La souveraineté de l’Arctique canadien passe par son développement

«Sur le plan social, un réseau d’infrastructures civiles permettrait une occupation pérenne du territoire en plus de contribuer aux objectifs de défense d’Ottawa», écrit l'auteur.
Photo: Nathan Denette La Presse canadienne «Sur le plan social, un réseau d’infrastructures civiles permettrait une occupation pérenne du territoire en plus de contribuer aux objectifs de défense d’Ottawa», écrit l'auteur.

La semaine dernière, le gouvernement Trudeau annonçait une somme de 4,9 milliards de dollars sur six ans pour moderniser la cinquantaine de radars couvrant la frontière nord du pays, ceux-ci étant maintenant incapables de détecter les nouvelles générations de missiles. Au total, ce sont 40 milliards sur 20 ans qui auront été promis pour défendre la souveraineté de l’Arctique canadien.
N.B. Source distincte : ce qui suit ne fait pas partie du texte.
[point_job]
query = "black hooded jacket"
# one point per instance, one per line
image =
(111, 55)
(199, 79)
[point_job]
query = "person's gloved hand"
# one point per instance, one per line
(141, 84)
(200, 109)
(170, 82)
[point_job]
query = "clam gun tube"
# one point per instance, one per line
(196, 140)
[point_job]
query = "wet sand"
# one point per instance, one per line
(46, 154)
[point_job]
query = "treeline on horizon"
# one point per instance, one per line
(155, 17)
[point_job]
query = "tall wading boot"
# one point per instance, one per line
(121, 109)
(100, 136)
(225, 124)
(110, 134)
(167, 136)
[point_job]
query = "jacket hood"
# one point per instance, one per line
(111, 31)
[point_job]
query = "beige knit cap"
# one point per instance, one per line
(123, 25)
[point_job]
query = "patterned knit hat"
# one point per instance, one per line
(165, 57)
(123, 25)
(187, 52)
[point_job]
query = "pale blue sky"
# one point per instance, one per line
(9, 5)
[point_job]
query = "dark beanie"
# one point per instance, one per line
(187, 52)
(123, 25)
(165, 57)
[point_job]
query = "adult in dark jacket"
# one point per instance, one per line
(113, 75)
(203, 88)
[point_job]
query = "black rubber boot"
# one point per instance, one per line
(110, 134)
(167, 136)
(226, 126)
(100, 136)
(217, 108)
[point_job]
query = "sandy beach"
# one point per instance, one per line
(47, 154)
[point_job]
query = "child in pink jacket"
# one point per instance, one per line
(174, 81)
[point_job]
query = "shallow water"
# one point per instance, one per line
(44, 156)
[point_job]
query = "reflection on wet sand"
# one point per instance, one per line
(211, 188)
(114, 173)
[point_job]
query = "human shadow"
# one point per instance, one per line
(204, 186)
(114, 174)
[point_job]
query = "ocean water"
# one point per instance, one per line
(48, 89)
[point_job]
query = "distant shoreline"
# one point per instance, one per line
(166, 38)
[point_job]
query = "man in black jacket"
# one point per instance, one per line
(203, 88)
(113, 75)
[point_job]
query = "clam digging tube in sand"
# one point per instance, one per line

N’aurait-il pas été plus profitable d’allouer ces sommes au développement de la région ?

Investir de tels montants pour surveiller un territoire peuplé principalement d’ours polaires et d’îlots de populations séparés chacun par des milliers de kilomètres de steppe glacée peut sembler absurde, mais ce serait oublier que l’Arctique fait partie intégrante de l’identité canadienne, une caractéristique que bien peu de pays possèdent — la Russie et quelques pays scandinaves partagent ce trait avec nous. (Cela est moins clair pour les États-Unis, où la Californie, le Texas ou la ville de New York ont bien plus façonné l’identité américaine que l’Alaska.)

Or, même si l’Arctique compte pour 40 % du territoire canadien, seulement 0,5 % de la population du pays y vit. Il y a moyen de faire mieux. Il faut investir en Arctique, mais il faut surtout y construire des ponts, des routes, des ports et d’autres infrastructures civiles, bien avant une série de radars dispersés à travers la toundra.

Dépenser une telle somme pour quelques bijoux technologiques nichés aux confins du Grand Nord alors qu’un rapport de l’Institut climatique du Canada paru ce mois-ci sonne l’alarme sur l’état de nos « infrastructures nordiques délabrées » est paradoxal.

Au moment où cet immense territoire, autrefois impénétrable, s’ouvre graduellement à nous au rythme d’un réchauffement climatique déjà bien amorcé dans la région, celui-ci devient étonnamment moins accessible du fait de la vétusté des infrastructures en place, qui n’ont jamais été conçues pour résister à la fonte du pergélisol.

Plusieurs diront que c’est peut-être mieux ainsi, qu’il vaut mieux garder ces vastes étendues à l’état sauvage, mais nous voyons que l’Arctique se transforme déjà, avec ou sans intervention directe. Il serait dommage de se priver des possibilités qu’il fait miroiter alors que le Canada est probablement l’un des rares « chanceux » à la loterie climatique… À la condition de se donner les moyens de ses ambitions.

Les Russes, de leur côté, ont amorcé leur ruée vers le Nord depuis un certain temps déjà et possèdent maintenant plusieurs villes au-delà du cercle polaire. La plus connue, Mourmansk, est habitée par près de 300 000 personnes, soit plus que la population des trois territoires canadiens réunis.

En plus des villes, ce pays dispose également de bases militaires, d’un réseau d’infrastructures nordiques tant terrestres que maritimes. Il a même développé de petites centrales nucléaires flottantes pour alimenter ses projets les plus isolés.

Bien que les ambitions canadiennes soient sans doute plus modestes, nous aurions tort de ne pas développer ce territoire, tant les perspectives économiques dans certains secteurs d’activité sont prometteuses. Par exemple, 30 % des réserves de gaz et 13 % des réserves de pétrole seraient en Arctique.

Sur le plan social, un réseau d’infrastructures civiles permettrait une occupation pérenne du territoire en plus de contribuer aux objectifs de défense d’Ottawa. Un projet structurant pourrait garantir la souveraineté canadienne en Arctique en plus de contribuer à notre prospérité.